Attempt these workouts in the house or the gym with just your body weight. Objective to finish one to 2 sets of about 15 repetitions per side. When you can easily do up to 15 representatives, step up your exercises and sculpt butt muscles much more by holding pinheads or a weighted bar for added resistance.
Do the routine three times a week on nonconsecutive days. With a 5 minute warm-up and five minute post-workout stretch, the entire routine takes under 20 minutes (or less if you do just one set).
Works :- glutes, thighs and core
A. Stand with your feet together, hands on your hips or behind your head.
B. Advance with the right leg. Flex both knees and begin decreasing yourself till the front thigh is parallel with the ground and the left knee is virtually touching the ground. Both legs must produce 90-degree angles at the knee. Your torso must be directly up and down, not bent over.
C. Keeping an even weight circulation on both feet, return to beginning position and alternate legs.
Make it harder :- Try holding dumbbells at your sides or on your shoulders.
Lying lateral leg lifts
Functions :- glutes (mainly the glute medius and minimus)
A. Lie on your side with your shoulder, hip, knee and ankle all forming a straight line. Bend your bottom leg at a comfy angle and keep the top leg straight with your ankle pointing toward the ceiling.
B. Lift the upper leg towards the ceiling (around 2-3 inches), contracting your butt muscles at the same time. Ankle points towards the ceiling.
C. Lower the leg (but don’t let it rest) and repeat the motion in a little quick pulsing manner.
Change the angle of the leg relative to your body after you have completed the set repeatings at one angle: after straight leg lefts, try leg at 45 degrees and leg at 90 degrees.
Make it harder :- Do in a side-plank position with your hand on the ground placed directly under your shoulder.
Works :- glutes, thigh and core
A. Stand with your feet shoulder width apart and toes a little turned out. Hold a pinhead in each hand at your sides.
B. Initiating the movement from your knees, lower your hips backward till your thighs are parallel with the ground (or as close as you can get them). Preserve an upright upper body, a forward look and keep your knees aligned over your ankles. To protect your knees, don’t let them go further forward than your toes.
C. Pause and return to starting position by contracting your glutes as your straighten your legs. Your weight ought to be uniformly dispersed in between the balls of your feet and your heels. Do not lock your knees at the end of the movement.
Make it harder :- Try single leg squats. Use a chair for some extra guidance on the squat pattern.
Even harder :- Jump from the squat as high as you can. Start with only your body weight and progression to holding weights. This increases the muscle fiber recruitment, especially in the gluteus maximus.
Functions :- glutes, inner and outer thighs.
A. Stand with a sturdy bench or fitness action (with two to 4 risers) on your right.
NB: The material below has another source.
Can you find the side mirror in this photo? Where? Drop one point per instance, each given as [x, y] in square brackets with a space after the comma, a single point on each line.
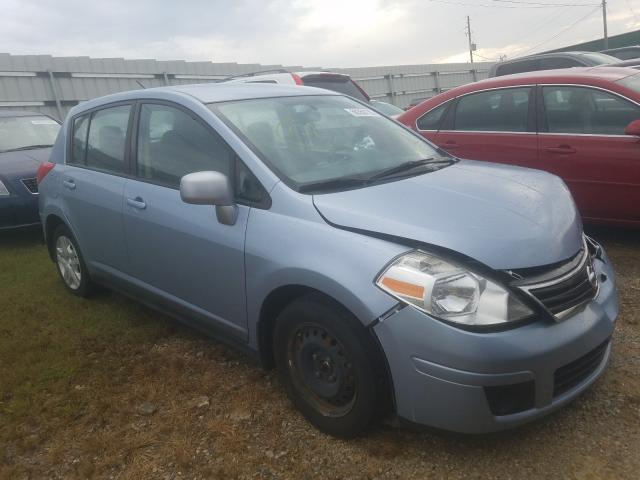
[633, 128]
[210, 188]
Place your right foot on the step, leg bent, left foot on the floor.
B. With abs tight, correct your right leg, pulling yourself up using just your right leg and butt muscles.
C. Return to beginning position and total set; switch over sides.
To assist target the butt, envision pushing your heel firmly into the step each time you raise yourself up.
Bridge with leg lift
Functions :- works butt, lower back, hamstrings.
Raising your leg as you do this bridge workout assists to separate your butt muscle on the leg that’s still touching the floor.
A. Lie face-up with legs bent, feet on the floor and arms at your sides. Tighten your abdominals, raising your hips off the floor.
B. Next, raise your right foot off the floor, correcting your leg in the air and keeping both hips level with each various other. Hold for three seconds; return foot and hips to floor.
C. Repeat, alternating the leg lift on each side. To prevent over-arching your back, keep abs tight throughout the exercise.
Make it harder :- Put your feet on a bench or stability ball.
A. Lie face-up with legs bent, feet on the floor and arms at your sides.
B. Step forward with the right leg. Both legs need to develop 90-degree angles at the knee.
C. Time out and return to beginning position by contracting your glutes as your correct your legs. Raising your leg as you do this bridge workout helps to isolate your butt muscle on the leg that’s still touching the floor.